Another hope that we have in the crucifixion is that our sins have been forgiven. Much like the Israelites who were once slaves in Egypt, we have now been freed from our captor, Sin. No longer are we separated from God because of the sacrifice of this Jesus. As humans, we owe God our lives in payment for our sinfulness, for the wages of sin is death. However, Jesus lived the life we could not live, payed the debt we could not pay, and now freely offers His sacrifice for us so that we might have relationship with God. Without His sacrifice, we would still be estranged from God. As it is, we now have a high priest in heaven who intercedes with the Father on our behalf. Because of the painful death that our Lord suffered on our behalf, we are able to have community with God that would otherwise be impossible.

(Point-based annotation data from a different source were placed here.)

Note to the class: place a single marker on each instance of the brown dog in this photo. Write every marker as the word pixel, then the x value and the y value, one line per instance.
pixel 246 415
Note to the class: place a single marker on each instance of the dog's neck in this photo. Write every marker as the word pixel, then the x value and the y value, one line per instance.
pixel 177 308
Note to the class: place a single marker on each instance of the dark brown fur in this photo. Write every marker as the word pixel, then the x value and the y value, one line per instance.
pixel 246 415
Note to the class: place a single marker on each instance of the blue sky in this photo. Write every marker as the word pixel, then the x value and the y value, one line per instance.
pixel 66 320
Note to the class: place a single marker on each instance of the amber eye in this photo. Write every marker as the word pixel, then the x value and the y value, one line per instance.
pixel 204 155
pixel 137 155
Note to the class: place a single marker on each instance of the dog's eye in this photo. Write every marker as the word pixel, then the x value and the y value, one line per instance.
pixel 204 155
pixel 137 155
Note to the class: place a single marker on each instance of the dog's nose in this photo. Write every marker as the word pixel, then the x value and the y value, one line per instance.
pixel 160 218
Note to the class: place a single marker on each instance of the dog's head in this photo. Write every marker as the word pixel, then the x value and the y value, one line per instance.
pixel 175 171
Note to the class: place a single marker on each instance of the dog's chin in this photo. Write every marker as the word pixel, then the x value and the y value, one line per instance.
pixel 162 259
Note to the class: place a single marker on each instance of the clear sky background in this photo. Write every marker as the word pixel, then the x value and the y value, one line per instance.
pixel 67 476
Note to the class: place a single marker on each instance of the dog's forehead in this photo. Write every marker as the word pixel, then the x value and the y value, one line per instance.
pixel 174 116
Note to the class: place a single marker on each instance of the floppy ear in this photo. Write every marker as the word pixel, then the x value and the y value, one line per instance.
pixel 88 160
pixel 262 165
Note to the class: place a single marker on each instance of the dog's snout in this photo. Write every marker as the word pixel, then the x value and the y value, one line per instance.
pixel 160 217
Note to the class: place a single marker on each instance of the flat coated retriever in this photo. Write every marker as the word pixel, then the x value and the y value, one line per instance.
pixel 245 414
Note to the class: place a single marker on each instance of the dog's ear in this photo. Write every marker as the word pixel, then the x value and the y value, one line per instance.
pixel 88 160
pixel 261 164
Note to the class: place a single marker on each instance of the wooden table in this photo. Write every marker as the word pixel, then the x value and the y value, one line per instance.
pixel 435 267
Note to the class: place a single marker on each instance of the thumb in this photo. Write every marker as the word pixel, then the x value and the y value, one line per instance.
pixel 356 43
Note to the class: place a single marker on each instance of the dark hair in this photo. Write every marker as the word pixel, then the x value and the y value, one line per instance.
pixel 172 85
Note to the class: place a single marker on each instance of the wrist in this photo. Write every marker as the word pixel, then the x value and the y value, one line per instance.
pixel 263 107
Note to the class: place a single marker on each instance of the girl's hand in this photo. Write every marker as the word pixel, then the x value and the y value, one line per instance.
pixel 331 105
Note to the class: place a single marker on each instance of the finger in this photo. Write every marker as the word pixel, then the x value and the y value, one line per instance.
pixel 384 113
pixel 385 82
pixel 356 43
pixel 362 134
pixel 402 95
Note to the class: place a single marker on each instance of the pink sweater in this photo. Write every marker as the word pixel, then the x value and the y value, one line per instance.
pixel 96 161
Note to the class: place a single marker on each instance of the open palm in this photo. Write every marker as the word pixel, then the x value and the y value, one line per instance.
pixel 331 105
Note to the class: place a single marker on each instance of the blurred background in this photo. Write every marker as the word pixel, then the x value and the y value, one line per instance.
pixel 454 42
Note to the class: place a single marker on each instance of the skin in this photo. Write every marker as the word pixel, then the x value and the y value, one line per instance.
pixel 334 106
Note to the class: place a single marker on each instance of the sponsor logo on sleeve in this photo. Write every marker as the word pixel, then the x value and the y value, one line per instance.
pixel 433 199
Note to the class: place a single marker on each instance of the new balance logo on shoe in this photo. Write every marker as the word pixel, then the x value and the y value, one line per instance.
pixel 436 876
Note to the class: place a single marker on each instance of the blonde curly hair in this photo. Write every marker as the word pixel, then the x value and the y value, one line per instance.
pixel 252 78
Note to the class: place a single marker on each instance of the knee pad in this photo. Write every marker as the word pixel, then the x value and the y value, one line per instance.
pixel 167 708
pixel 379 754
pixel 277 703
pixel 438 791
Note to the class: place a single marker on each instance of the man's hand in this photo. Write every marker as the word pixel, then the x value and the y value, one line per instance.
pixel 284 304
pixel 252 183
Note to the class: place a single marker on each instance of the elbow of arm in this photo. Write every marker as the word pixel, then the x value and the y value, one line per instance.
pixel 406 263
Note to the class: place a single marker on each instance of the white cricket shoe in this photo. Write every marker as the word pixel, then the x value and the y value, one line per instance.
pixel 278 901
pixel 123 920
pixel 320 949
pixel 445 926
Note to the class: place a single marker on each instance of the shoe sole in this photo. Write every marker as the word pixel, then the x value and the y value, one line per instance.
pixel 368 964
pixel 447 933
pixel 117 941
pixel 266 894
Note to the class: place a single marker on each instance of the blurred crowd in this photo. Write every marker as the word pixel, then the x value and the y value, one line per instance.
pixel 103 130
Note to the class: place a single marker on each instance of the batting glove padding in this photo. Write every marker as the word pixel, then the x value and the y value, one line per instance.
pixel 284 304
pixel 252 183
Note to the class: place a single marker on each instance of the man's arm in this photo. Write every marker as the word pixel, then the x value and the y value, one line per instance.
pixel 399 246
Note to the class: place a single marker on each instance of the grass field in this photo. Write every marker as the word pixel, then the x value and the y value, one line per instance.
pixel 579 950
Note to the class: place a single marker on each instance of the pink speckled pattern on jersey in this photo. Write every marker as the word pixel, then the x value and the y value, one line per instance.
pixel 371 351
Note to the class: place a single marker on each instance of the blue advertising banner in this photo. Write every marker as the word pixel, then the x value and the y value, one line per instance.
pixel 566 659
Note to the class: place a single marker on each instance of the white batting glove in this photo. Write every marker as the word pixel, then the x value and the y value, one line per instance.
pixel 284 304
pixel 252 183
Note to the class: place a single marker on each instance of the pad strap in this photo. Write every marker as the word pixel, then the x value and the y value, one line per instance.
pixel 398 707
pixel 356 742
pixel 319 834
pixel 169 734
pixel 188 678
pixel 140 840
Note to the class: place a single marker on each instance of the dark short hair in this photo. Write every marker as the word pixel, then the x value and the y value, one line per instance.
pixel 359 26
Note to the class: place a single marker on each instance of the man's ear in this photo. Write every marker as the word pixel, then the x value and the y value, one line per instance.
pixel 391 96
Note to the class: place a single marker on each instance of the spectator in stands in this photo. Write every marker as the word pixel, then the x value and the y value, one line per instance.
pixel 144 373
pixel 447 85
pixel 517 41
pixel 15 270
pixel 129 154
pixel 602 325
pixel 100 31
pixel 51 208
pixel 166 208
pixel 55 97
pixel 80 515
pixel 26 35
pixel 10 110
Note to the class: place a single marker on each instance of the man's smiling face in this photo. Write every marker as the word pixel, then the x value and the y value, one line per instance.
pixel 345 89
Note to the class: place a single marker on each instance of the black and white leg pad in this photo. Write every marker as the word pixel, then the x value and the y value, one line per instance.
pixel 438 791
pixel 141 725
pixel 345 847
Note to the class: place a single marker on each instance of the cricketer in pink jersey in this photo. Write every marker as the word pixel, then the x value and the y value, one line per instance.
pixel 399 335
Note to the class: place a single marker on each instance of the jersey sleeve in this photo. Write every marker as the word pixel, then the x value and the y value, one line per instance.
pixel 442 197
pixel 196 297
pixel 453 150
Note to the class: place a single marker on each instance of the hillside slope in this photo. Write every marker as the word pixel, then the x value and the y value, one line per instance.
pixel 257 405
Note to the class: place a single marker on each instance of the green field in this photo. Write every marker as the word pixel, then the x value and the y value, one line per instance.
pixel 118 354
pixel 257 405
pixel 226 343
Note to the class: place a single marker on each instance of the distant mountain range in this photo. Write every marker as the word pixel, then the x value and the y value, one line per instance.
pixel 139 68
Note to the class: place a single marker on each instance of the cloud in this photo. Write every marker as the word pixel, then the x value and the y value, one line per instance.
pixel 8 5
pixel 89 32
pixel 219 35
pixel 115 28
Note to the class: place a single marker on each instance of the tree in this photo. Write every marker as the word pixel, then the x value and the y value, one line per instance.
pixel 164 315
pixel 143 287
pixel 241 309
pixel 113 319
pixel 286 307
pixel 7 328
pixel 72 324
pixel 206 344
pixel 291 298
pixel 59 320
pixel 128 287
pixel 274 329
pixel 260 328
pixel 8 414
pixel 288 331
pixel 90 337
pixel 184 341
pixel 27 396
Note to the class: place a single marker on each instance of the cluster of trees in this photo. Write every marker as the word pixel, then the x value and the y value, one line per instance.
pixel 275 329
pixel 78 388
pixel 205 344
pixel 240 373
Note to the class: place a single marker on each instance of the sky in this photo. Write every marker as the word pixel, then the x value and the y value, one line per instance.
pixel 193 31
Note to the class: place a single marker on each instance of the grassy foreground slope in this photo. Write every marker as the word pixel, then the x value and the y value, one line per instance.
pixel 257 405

Mr. Funk is correct in that the spine of the Easter story is the recapturing of hope for humanity. In that aspect, yes, it could definitely be said that humanity has hope in the crucifixion. However, Mr. Funk was very far off in the assumption that this hope centers on such mundane things as our everyday life. Instead, this hope rests in the fact that our very eternal destinies were decided by that Lamb of God who takes away the sin of the world, who fills us now with His very presence, who instead of leaving us in a state of eternal depravity, took it upon Himself to condescend to be one of us, live the life we could not live, and pay the debt that was far too much for us to pay. The hope of the Cross in the resurrection of our bodies, the forgiveness of our sins, the restoration of complete fellowship with God, and the ability to forever commune with our Creator, the Lord of Heaven and Earth.